True, extending loan repayment terms would increase taxpayer cost - but probably marginally. And it's clear that the federal direct student loan program is a good investment in supporting higher education access; the Congressional Budget Office estimates that it will cost the federal government about 12 cents for every dollar it lends. The bottom line? Extending repayment terms would cost taxpayers much less and be more achievable than increasing direct subsidies to public universities or community colleges.
Everyone doesn't need a college degree. But for those who want a degree and have the drive and commitment needed to graduate, or who want a shorter term post-secondary diploma, affordability should not be what keeps them away. That's just not in our nation's best interest.

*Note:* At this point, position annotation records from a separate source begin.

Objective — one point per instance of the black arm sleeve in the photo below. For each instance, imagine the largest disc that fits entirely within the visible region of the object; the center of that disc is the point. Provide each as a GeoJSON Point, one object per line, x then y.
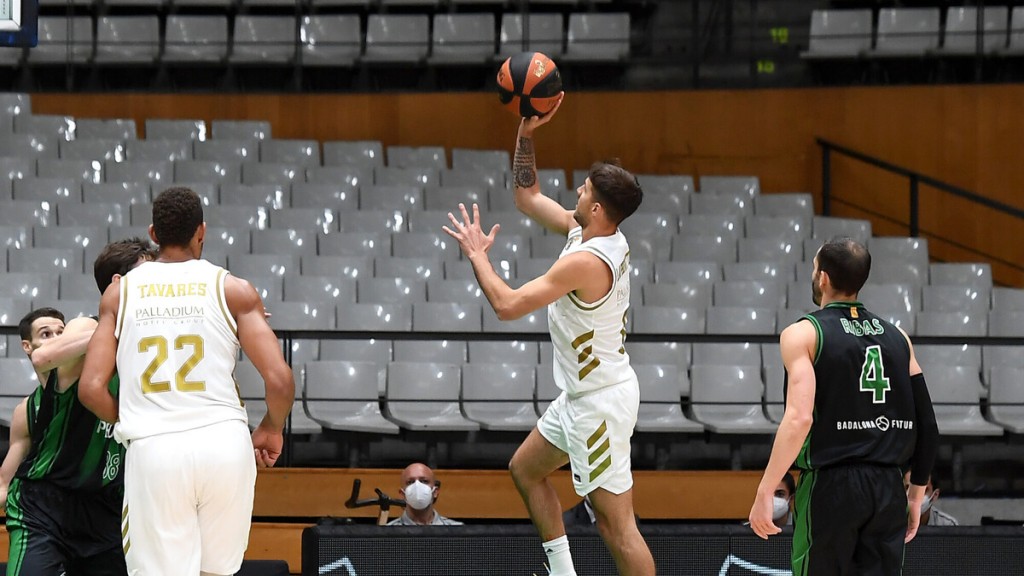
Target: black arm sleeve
{"type": "Point", "coordinates": [928, 433]}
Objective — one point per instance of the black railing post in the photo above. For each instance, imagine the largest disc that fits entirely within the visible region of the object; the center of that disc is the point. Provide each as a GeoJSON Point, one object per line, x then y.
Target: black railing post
{"type": "Point", "coordinates": [914, 202]}
{"type": "Point", "coordinates": [825, 178]}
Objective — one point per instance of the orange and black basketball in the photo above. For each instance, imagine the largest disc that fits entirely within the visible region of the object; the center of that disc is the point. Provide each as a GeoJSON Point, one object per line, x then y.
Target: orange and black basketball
{"type": "Point", "coordinates": [528, 84]}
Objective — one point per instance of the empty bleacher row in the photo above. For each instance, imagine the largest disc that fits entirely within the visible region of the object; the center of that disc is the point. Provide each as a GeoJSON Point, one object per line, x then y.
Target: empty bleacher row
{"type": "Point", "coordinates": [322, 40]}
{"type": "Point", "coordinates": [345, 237]}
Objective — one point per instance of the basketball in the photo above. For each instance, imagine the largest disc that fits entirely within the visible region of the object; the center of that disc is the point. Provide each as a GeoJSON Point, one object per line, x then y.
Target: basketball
{"type": "Point", "coordinates": [528, 84]}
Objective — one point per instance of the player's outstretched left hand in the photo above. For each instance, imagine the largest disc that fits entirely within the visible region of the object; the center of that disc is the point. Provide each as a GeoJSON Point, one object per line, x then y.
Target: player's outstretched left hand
{"type": "Point", "coordinates": [469, 234]}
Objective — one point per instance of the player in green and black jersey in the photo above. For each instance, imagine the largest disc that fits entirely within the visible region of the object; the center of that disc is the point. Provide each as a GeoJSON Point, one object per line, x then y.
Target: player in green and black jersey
{"type": "Point", "coordinates": [65, 500]}
{"type": "Point", "coordinates": [857, 413]}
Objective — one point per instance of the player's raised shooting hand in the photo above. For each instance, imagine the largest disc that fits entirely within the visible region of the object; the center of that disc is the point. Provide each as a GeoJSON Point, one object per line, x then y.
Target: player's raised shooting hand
{"type": "Point", "coordinates": [469, 234]}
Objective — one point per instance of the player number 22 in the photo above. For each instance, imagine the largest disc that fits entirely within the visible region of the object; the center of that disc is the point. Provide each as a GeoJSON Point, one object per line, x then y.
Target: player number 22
{"type": "Point", "coordinates": [181, 382]}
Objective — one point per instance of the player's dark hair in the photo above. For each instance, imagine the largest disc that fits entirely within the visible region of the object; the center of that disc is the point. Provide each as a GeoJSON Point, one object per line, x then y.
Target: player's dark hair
{"type": "Point", "coordinates": [615, 189]}
{"type": "Point", "coordinates": [177, 213]}
{"type": "Point", "coordinates": [847, 262]}
{"type": "Point", "coordinates": [119, 257]}
{"type": "Point", "coordinates": [25, 326]}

John F. Kennedy said, "Our progress as a nation will only be as swift as our progress in Education." To maximize the pace of our nation's progress, we must maintain a variety of educational options and make all of those more affordable in a way that is fair both to students and taxpayers. Improving financing in a way that benefits a majority of students is the fastest, most realistic route to ensure a more affordable and broadly accessible higher education system.
Randy Proto is the President and CEO of the American Institutes school group, which specializes in health care career education and serves over 2,000 students annually. It includes the American Institute College of Health Professions, American Institute and American Institute School of Health Careers located in Florida, and the Fox Institute schools in Connecticut and New Jersey.